Danielle,
This is a good question for the microscopy list (subscribe at
http://www.microscopy.com ). There's probably a C. elegans list that
would be good to consult.
There are also excellent resources on the web. A particularly good
one is David Hall's lab, the Center for C. elegans anatomy at
http://www.aecom.yu.edu/wormem/
There are excellent methods here.
Good luck!
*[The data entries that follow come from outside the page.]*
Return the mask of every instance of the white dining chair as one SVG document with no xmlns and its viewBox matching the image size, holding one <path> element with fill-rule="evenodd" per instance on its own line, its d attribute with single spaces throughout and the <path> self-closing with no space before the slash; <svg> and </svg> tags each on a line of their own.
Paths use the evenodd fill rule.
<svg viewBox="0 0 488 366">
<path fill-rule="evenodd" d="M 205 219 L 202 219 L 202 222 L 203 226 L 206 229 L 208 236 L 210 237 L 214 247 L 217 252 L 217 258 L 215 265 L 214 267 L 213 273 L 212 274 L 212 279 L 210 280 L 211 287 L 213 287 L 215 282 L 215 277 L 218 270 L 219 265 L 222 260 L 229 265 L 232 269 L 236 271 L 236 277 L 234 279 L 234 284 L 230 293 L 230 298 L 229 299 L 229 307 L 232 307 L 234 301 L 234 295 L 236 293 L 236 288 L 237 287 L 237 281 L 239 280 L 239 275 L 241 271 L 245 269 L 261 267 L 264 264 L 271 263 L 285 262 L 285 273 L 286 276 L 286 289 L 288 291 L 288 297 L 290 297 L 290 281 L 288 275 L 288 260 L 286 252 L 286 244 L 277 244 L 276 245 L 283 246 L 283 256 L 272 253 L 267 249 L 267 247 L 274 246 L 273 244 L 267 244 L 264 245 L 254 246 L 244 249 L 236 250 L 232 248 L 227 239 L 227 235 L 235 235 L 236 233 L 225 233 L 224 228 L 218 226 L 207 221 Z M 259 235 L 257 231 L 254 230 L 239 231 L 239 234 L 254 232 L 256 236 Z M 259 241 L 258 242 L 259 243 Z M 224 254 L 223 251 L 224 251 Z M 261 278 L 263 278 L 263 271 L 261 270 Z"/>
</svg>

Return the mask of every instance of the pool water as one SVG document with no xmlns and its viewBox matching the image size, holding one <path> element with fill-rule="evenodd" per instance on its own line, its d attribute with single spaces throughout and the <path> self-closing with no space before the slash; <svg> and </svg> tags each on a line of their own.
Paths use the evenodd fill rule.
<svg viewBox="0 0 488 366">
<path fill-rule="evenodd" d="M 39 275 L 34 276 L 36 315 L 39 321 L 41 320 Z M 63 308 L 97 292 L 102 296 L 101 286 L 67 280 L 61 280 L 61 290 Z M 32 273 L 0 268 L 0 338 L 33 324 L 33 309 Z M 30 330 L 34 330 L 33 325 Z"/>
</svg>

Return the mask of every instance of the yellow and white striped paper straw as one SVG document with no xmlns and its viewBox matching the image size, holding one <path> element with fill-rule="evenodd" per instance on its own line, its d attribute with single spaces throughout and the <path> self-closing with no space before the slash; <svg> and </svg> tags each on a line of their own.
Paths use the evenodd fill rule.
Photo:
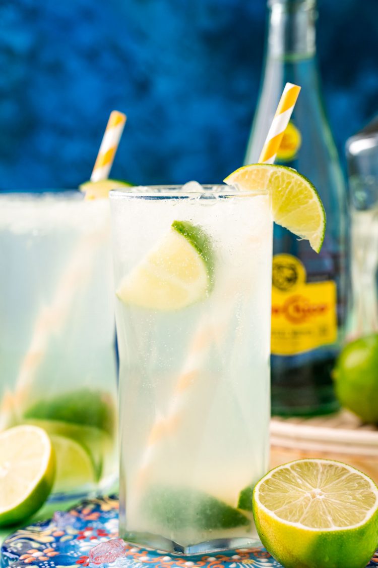
<svg viewBox="0 0 378 568">
<path fill-rule="evenodd" d="M 258 159 L 260 163 L 274 162 L 300 91 L 298 85 L 286 83 Z"/>
<path fill-rule="evenodd" d="M 111 112 L 91 176 L 91 181 L 106 179 L 108 177 L 124 131 L 126 119 L 126 115 L 123 112 L 120 112 L 117 110 L 113 110 Z"/>
<path fill-rule="evenodd" d="M 223 323 L 226 323 L 227 319 L 228 318 L 225 318 Z M 187 406 L 187 393 L 193 387 L 193 383 L 201 377 L 210 348 L 216 346 L 221 338 L 222 335 L 219 337 L 218 333 L 218 325 L 216 325 L 214 328 L 213 325 L 208 323 L 206 318 L 203 318 L 194 334 L 188 357 L 177 377 L 168 411 L 165 415 L 156 417 L 150 431 L 138 470 L 138 488 L 146 481 L 159 446 L 167 436 L 174 434 L 180 424 Z"/>
</svg>

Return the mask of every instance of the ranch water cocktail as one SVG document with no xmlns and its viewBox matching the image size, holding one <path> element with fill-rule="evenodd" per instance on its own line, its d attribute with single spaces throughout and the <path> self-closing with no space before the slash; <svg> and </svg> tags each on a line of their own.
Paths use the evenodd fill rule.
<svg viewBox="0 0 378 568">
<path fill-rule="evenodd" d="M 269 196 L 190 182 L 110 198 L 120 536 L 185 553 L 250 545 L 268 465 Z"/>
<path fill-rule="evenodd" d="M 109 202 L 63 192 L 0 196 L 0 431 L 43 428 L 51 498 L 117 478 Z"/>
</svg>

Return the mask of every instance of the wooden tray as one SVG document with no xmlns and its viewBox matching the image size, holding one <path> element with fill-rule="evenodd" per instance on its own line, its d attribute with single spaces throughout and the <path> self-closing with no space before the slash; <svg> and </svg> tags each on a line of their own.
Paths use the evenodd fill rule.
<svg viewBox="0 0 378 568">
<path fill-rule="evenodd" d="M 272 418 L 270 465 L 301 458 L 345 462 L 378 483 L 378 429 L 347 411 L 313 418 Z"/>
</svg>

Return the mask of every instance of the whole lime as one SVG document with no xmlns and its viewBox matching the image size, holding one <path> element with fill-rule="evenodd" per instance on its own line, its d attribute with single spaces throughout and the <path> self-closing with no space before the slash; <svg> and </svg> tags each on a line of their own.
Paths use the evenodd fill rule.
<svg viewBox="0 0 378 568">
<path fill-rule="evenodd" d="M 342 406 L 364 422 L 378 424 L 378 333 L 347 344 L 338 357 L 333 378 Z"/>
</svg>

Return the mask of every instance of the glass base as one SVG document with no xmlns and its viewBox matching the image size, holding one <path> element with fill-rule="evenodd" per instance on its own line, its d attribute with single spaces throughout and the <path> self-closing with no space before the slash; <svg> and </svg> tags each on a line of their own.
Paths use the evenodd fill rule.
<svg viewBox="0 0 378 568">
<path fill-rule="evenodd" d="M 258 538 L 253 536 L 248 537 L 217 538 L 187 546 L 182 546 L 169 538 L 151 533 L 126 532 L 121 536 L 124 540 L 133 544 L 146 546 L 163 552 L 173 552 L 176 554 L 186 556 L 262 546 Z"/>
</svg>

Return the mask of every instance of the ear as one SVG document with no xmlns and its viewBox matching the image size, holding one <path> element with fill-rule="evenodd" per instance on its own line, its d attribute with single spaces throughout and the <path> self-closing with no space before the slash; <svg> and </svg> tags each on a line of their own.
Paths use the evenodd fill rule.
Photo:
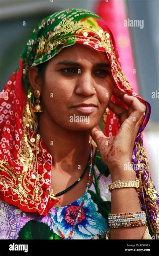
<svg viewBox="0 0 159 256">
<path fill-rule="evenodd" d="M 42 78 L 38 73 L 38 69 L 37 67 L 32 67 L 28 72 L 28 77 L 30 84 L 35 91 L 39 90 L 41 92 L 42 86 Z"/>
</svg>

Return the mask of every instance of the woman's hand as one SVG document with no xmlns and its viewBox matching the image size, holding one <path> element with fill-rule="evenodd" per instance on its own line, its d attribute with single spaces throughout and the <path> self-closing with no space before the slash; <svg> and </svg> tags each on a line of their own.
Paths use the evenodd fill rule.
<svg viewBox="0 0 159 256">
<path fill-rule="evenodd" d="M 98 125 L 90 130 L 90 135 L 111 174 L 115 170 L 123 170 L 124 164 L 131 163 L 139 125 L 146 109 L 145 105 L 136 97 L 115 88 L 113 94 L 121 99 L 128 107 L 126 110 L 112 101 L 107 106 L 118 117 L 121 126 L 117 134 L 106 137 Z"/>
</svg>

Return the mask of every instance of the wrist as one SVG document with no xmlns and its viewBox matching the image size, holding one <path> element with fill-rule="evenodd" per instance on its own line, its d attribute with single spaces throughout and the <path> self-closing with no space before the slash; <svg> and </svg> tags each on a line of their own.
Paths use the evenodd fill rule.
<svg viewBox="0 0 159 256">
<path fill-rule="evenodd" d="M 121 181 L 135 181 L 136 174 L 133 170 L 123 170 L 118 169 L 110 173 L 112 182 L 120 180 Z"/>
</svg>

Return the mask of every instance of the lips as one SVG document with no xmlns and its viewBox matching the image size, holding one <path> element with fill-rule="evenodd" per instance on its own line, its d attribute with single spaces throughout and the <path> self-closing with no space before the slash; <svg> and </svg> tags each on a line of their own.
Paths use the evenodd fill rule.
<svg viewBox="0 0 159 256">
<path fill-rule="evenodd" d="M 87 104 L 83 103 L 74 106 L 73 107 L 79 112 L 89 114 L 93 112 L 97 107 L 97 105 L 94 103 Z"/>
<path fill-rule="evenodd" d="M 89 103 L 87 104 L 86 103 L 81 103 L 81 104 L 76 105 L 75 106 L 73 106 L 73 107 L 97 107 L 97 106 L 94 103 Z"/>
</svg>

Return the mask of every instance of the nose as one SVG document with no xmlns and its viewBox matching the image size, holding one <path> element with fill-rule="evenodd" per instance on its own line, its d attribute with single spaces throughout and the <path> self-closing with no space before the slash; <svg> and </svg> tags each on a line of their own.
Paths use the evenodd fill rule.
<svg viewBox="0 0 159 256">
<path fill-rule="evenodd" d="M 83 94 L 85 96 L 90 96 L 96 94 L 95 82 L 89 71 L 83 72 L 79 74 L 76 81 L 75 92 L 77 94 Z"/>
</svg>

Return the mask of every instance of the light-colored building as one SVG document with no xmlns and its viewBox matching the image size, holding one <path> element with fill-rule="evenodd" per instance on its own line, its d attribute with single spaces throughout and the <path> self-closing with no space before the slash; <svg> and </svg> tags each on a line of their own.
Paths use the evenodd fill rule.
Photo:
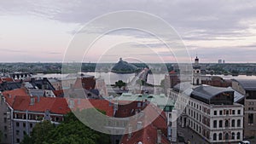
<svg viewBox="0 0 256 144">
<path fill-rule="evenodd" d="M 55 90 L 62 89 L 61 81 L 57 78 L 48 78 L 51 85 L 55 89 Z"/>
<path fill-rule="evenodd" d="M 240 101 L 244 105 L 244 137 L 256 135 L 256 80 L 247 79 L 232 81 L 232 88 L 243 95 Z"/>
<path fill-rule="evenodd" d="M 201 85 L 199 60 L 195 60 L 193 80 L 168 90 L 176 101 L 177 123 L 189 127 L 210 143 L 236 142 L 243 139 L 243 106 L 234 103 L 230 88 Z"/>
</svg>

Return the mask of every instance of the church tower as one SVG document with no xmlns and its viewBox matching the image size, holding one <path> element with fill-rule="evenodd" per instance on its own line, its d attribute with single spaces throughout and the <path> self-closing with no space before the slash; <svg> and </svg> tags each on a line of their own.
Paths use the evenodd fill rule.
<svg viewBox="0 0 256 144">
<path fill-rule="evenodd" d="M 193 84 L 193 85 L 201 85 L 201 66 L 199 65 L 199 59 L 197 56 L 195 59 L 195 63 L 193 66 L 192 84 Z"/>
</svg>

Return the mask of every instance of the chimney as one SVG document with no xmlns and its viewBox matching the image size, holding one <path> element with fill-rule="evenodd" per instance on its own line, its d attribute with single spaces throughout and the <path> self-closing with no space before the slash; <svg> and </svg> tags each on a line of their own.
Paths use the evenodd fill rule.
<svg viewBox="0 0 256 144">
<path fill-rule="evenodd" d="M 40 96 L 38 95 L 38 102 L 40 102 Z"/>
<path fill-rule="evenodd" d="M 74 107 L 74 101 L 73 100 L 69 100 L 69 108 L 73 108 Z"/>
<path fill-rule="evenodd" d="M 131 124 L 128 126 L 128 139 L 131 139 L 132 134 L 132 127 Z"/>
<path fill-rule="evenodd" d="M 139 130 L 143 128 L 143 122 L 139 121 L 137 123 L 137 130 Z"/>
<path fill-rule="evenodd" d="M 30 98 L 30 105 L 34 105 L 35 104 L 35 98 L 34 97 L 31 97 Z"/>
<path fill-rule="evenodd" d="M 162 132 L 160 130 L 157 130 L 157 144 L 161 144 Z"/>
</svg>

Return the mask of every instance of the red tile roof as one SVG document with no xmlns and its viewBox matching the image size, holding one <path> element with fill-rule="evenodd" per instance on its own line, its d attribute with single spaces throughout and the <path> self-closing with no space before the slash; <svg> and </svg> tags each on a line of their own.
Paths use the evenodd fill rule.
<svg viewBox="0 0 256 144">
<path fill-rule="evenodd" d="M 55 94 L 55 95 L 56 97 L 60 97 L 60 96 L 61 96 L 61 95 L 64 95 L 63 89 L 54 90 L 53 92 L 54 92 L 54 94 Z"/>
<path fill-rule="evenodd" d="M 113 106 L 109 105 L 109 102 L 106 100 L 96 100 L 96 99 L 72 99 L 74 101 L 73 110 L 76 109 L 87 109 L 95 107 L 96 109 L 106 112 L 106 115 L 113 117 Z M 68 100 L 67 100 L 68 101 Z"/>
<path fill-rule="evenodd" d="M 1 78 L 1 82 L 14 82 L 14 79 L 12 78 Z"/>
<path fill-rule="evenodd" d="M 166 117 L 165 112 L 155 106 L 150 104 L 144 109 L 143 113 L 146 116 L 146 118 L 144 118 L 144 121 L 143 121 L 143 125 L 144 125 L 144 128 L 138 131 L 133 132 L 131 134 L 131 137 L 130 138 L 128 134 L 124 135 L 120 143 L 130 144 L 138 143 L 141 141 L 144 144 L 155 144 L 157 142 L 158 130 L 160 130 L 162 133 L 161 143 L 170 143 L 166 136 L 167 135 L 167 125 L 166 122 Z M 155 118 L 155 115 L 158 115 L 157 118 Z M 153 120 L 153 123 L 150 122 L 150 119 Z"/>
<path fill-rule="evenodd" d="M 16 95 L 29 96 L 24 89 L 16 89 L 13 90 L 6 90 L 3 92 L 3 95 L 7 101 L 7 103 L 12 107 L 14 103 L 15 97 Z"/>
<path fill-rule="evenodd" d="M 44 112 L 49 110 L 52 113 L 65 114 L 70 111 L 66 99 L 54 97 L 30 96 L 23 89 L 3 91 L 3 95 L 7 103 L 17 111 L 30 111 Z M 34 105 L 31 105 L 31 99 L 35 99 Z"/>
<path fill-rule="evenodd" d="M 39 99 L 38 99 L 39 98 Z M 34 99 L 34 104 L 31 100 Z M 66 114 L 70 112 L 64 98 L 58 97 L 37 97 L 37 96 L 15 96 L 12 107 L 16 111 L 29 111 L 44 112 L 49 110 L 51 113 Z"/>
<path fill-rule="evenodd" d="M 172 71 L 171 71 L 169 73 L 170 73 L 170 74 L 176 74 L 176 72 L 175 72 L 174 70 L 172 70 Z"/>
</svg>

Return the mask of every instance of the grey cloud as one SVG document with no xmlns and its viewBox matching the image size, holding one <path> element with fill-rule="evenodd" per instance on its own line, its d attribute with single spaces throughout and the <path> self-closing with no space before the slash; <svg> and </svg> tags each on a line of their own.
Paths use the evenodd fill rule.
<svg viewBox="0 0 256 144">
<path fill-rule="evenodd" d="M 26 50 L 20 49 L 0 49 L 1 52 L 9 52 L 9 53 L 26 53 Z"/>
</svg>

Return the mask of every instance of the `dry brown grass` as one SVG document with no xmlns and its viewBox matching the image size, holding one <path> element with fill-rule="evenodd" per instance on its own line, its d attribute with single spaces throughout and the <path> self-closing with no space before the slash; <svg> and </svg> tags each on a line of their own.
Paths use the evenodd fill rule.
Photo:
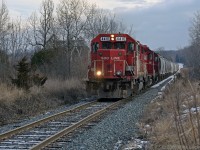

Intact C. elegans is non-trivial. The cuticle causes much
fuss and bother, and most people doing EM use high-pressure freezing
methods, followed by freeze-substitution embedding.
Phil
>Hello Histo-experts,
>
>
>
>Can you please share your favorite worm fixation methods with me?? I've
>had great success in EM prep using 2% PFA 0.2% gluteraldehyde in
>cocodylate buffer. BUT-I had to "nick" the worms to get infiltration of
>the fixative. I now have a user who would prefer to avoid the "nicking"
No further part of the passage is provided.